Biometrics is the measurement and analysis of biological data, science and technology, is used to measure, statistics and analysis of biological data, a discipline and technology, using human physiological or behavioral characteristics to identify the unique user identity. Read in full on the basis of large number of documents, the paper covered areas of research the status of the analysis and research later, the Ministry for human exposure to hand-based biometric identification technology, with the current trends in research and development, this Department starting from a variety of Hand features biometric collection technology, working on hand a number of key biometric technologies, including image acquisition based on optical technology, technical studies, access to image quality assessment, biological feature extraction and matching technology, combined with information and sensor fusion theory and hands Department of feature recognition applications, to achieve technological innovation. For more content, the organization of this paper consists of five parts:
     The first part is the summary of this thesis, and it describes the purpose of this paper and the subject of the source, and then describes the identity-based biometric authentication technology researches and the problems are still in existence. In the finally, an overview of the main contents of this article, by the introduction of biometric identification technology background, significance, research and application at home and abroad to start on the dissertation research and explain the contents of arrangements;
     The second part of this paper, which is hand-based biometric identification technology, is the information theory and the test database. Hand biometric image is part of the whole system is based on the sample set to establish inspection and evaluation system has played an important role, helping the follow-up process.

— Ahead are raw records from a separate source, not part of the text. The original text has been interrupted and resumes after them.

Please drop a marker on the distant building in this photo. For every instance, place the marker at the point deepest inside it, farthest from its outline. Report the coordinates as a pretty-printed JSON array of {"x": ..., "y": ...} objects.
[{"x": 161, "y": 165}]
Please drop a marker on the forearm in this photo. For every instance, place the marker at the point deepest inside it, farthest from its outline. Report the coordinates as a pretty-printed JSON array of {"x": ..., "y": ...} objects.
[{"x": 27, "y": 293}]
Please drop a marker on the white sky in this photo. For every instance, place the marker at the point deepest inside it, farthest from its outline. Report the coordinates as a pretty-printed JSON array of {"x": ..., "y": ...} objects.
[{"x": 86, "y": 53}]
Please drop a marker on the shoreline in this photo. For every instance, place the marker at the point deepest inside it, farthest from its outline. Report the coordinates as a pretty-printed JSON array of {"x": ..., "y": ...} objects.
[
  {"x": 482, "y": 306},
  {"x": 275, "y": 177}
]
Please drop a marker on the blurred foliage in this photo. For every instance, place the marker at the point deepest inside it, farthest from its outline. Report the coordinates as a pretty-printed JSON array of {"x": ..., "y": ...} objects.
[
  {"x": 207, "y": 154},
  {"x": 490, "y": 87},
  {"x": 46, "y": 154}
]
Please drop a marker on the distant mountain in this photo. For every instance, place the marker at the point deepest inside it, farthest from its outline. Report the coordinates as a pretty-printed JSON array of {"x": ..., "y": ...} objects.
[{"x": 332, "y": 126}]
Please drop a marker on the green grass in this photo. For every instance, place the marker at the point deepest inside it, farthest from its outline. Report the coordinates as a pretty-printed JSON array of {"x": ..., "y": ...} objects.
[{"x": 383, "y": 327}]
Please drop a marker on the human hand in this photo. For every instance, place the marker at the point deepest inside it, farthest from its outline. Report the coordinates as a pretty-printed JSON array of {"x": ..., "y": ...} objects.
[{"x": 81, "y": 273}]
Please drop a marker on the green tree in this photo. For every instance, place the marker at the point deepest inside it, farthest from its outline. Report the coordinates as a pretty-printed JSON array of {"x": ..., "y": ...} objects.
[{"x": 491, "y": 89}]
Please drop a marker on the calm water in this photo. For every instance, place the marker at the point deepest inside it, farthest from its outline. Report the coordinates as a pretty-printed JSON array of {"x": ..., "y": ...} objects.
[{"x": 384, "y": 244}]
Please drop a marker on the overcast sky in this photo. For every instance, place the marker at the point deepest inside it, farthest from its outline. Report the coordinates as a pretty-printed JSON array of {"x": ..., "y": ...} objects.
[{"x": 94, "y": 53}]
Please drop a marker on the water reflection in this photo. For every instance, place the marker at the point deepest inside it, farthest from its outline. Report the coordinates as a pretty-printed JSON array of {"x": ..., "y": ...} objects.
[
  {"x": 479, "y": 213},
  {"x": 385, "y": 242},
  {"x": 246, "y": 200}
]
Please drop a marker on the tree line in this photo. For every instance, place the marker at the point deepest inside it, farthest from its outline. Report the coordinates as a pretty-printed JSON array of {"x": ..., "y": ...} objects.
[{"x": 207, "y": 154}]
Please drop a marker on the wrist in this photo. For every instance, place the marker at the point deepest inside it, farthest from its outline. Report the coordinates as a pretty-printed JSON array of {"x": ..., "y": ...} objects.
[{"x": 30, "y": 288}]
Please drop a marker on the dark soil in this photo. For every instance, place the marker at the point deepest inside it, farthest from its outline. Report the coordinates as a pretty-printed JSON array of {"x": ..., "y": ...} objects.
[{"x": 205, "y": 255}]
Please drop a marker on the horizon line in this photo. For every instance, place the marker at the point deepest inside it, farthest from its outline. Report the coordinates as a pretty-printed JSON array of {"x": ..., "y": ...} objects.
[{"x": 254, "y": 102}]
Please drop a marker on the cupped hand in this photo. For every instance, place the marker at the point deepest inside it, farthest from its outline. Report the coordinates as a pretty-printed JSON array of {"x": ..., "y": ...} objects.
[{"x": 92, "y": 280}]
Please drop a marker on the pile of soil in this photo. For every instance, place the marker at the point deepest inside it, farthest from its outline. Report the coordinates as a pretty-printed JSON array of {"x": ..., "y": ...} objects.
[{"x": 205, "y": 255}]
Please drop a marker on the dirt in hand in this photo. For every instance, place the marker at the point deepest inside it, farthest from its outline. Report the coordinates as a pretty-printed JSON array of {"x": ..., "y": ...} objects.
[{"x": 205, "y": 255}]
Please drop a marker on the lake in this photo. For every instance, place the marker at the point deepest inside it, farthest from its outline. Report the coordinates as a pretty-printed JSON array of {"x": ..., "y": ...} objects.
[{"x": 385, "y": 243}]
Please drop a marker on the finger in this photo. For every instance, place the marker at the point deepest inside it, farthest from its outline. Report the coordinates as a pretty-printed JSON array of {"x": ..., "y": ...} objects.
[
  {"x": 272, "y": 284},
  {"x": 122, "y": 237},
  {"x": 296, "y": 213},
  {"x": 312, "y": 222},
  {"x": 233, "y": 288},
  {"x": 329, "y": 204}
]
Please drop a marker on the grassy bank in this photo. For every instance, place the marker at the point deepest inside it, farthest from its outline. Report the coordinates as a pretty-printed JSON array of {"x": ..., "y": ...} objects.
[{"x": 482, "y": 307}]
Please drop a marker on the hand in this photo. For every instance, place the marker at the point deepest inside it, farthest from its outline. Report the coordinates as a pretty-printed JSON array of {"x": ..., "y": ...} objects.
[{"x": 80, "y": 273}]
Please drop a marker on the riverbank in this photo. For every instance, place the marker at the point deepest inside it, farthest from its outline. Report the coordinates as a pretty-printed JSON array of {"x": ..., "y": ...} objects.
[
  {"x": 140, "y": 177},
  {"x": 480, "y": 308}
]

     The third part of the optical system based on fingerprint technology and multi-fingered hand of human vascular optical image capture technology. Hand biometric image acquisition is an important part of the whole system, collecting device is a recognition algorithm based on a direct impact on image quality, image acquisition device for quality assessment needed to help the follow-up process. This section is proposed and implemented an optical system of the vascular image acquisition technology, and on this basis builds a biometric database of hand features;
     The fourth part of the hand-based biometric authentication system, the key issue. Fingerprint recognition technology in terms of the theory of algorithms or from the engineering point of view, and the research results are rich. Fingerprint feature extraction, feature points up than the other already has a very mature technology, but for large networks based on the system than the recognition speed to be improved, this article from the biometric identification system of hand the key problems start, in Research on the search strategy, given the large search strategy than the system. This section also presented in this chapter the multi-scale curvature analysis method to obtain blood vessel model, focused on the study of vascular pattern extraction algorithm, the angle of curvature analysis of multiple blood vessels extraction issues.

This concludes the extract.